On Its Way to Test February Lows

After months of inflation and hawkish comments from the Fed, it seems that the Market hasn't finished discounting the same old news. Today all the important indexes plunged more than 2.5%. The First Higher Low pattern that had formed in the daily S&P 500 and S&P 400 (mid-cap) has completely been broken. The Market is not that far from testing again the February lows at around 4,100.

Market Overview

Officially, the First Higher Low pattern that formed during the week and triggered a buy signal is completely broken in both the daily charts of the S&P 500 and S&P 400. If we review first the S&P 500 chart, now the price level is in the -3 Keltner Channel (KC), that's oversold territory. The next short-term support to watch is 4,250 and after that, the weekly support at 4,191. They have both been strong supports in the past, eventually generating at least a reaction rally.

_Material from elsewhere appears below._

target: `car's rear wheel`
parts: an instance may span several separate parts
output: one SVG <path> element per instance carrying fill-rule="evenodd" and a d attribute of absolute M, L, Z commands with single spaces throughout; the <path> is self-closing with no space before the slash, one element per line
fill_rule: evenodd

S&P 500, daily chart, you can click on the image in order to magnify it

The S&P 400 First Higher Low pattern also was broken completely, the price level isn't yet in oversold conditions but the quality of the pattern is low. The last two bars have been pretty long and closing at their lows. I have drawn the orange arrows several times showing that the S&P 400 has been unable to get past the 2,742 resistance during the past year. The only hope now is that the 2,571 support still holds as it has in the past.

S&P 400, daily chart, you can click on the image in order to magnify it

The rest of the indexes are about the same, if they aren't already in the -3 KC, they are pretty close to get there. The amount of supply entering the Market in the last couple of days completely overwhelmed the existing demand. If the selling pressure keeps increasing, we will likely test the February lows.

The New Highs and New Lows are confirming the selling pressure. Since the trigger of the buy signal for the First Higher Low patter, in April/19, and also in my last Weekend Market Overview article, I alerted in both that there was a real danger of the pattern failing. The amount of Lows in all the timeframes was increasing rather than decreasing.

Industries

The amount of Industries where I see strength decreased a little bit, from 68 Industries that compose the Global Classification Standard (GICS), 11 are the ones that from my point of view still are strong. However, 6 out of those 11 are in defensive Sectors ('Consumer Staples' and Utilities), which doesn't signal a lot of risk appetite.

Despite those 11 strong Industries, during the Friday's April/22 plunge not a single one of those 68 Industries Indexes closed in positive territory. Below is a screenshot that shows in the left side 40 of those indexes in ascending order and to the right in descending order. Not a single one of them above 0%.

Scenarios

Scenario #1: The most likely scenario, from my point of view, is that the selling pressure will continue but will find support toward the middle or end of the week. From there, is likely to start moving sideways until there is a new Market catalyst. I still think that the supports discussed in the 'Market Overview' section will be strong enough to hold. For my trading plan this scenario isn't the best to start opening new positions, so if this is the scenario that develops during the week I'll let my few positions open, if a stop triggers that's ok but I wouldn't be opening any new long position under these circumstances.

Scenario #2: The second most likely scenario, would be that the selling pressure keeps increasing and breaks the supports mentioned in the 'Market Overview' section. The Correction resumes or maybe this time it sends all of the important indexes on their way to Bear Market territory. If I see this scenario developing, I'll likely close my remaining long positions even if the stop hasn't triggered yet.

Scenario #3: The final scenario, which I see the less likely to happen, is that some positive catalyst starts a rally that at least gets back the S&P 500 to 4,500. I think that at least a reaction rally could happen during the next trading week, but I don't think it will get that far before being crushed by the Bears. The New Lows numbers are too elevated, negative news easily make the Market decline even if they are the same old news. The Markets haven't been able to break resistance levels. Anything can happen in the Markets, I just see this one as a very unlikely scenario for next week.

Summary

There was some hope that an important uptrend could start to develop after we saw the multi-day rally that started on March/15. Eventually there will be a powerful uptrend that will last for months, but that is unlikely to happen this month.

At this point, I'm only opening long trades that have half or one third of the regular amounts I normally trade. They keep me alert and with a better grasp of the current Market situation without an important damage to my account. At this point, staying on the sidelines waiting for better opportunities seems to be the best option for my type of trading based on Mark Minervini's books.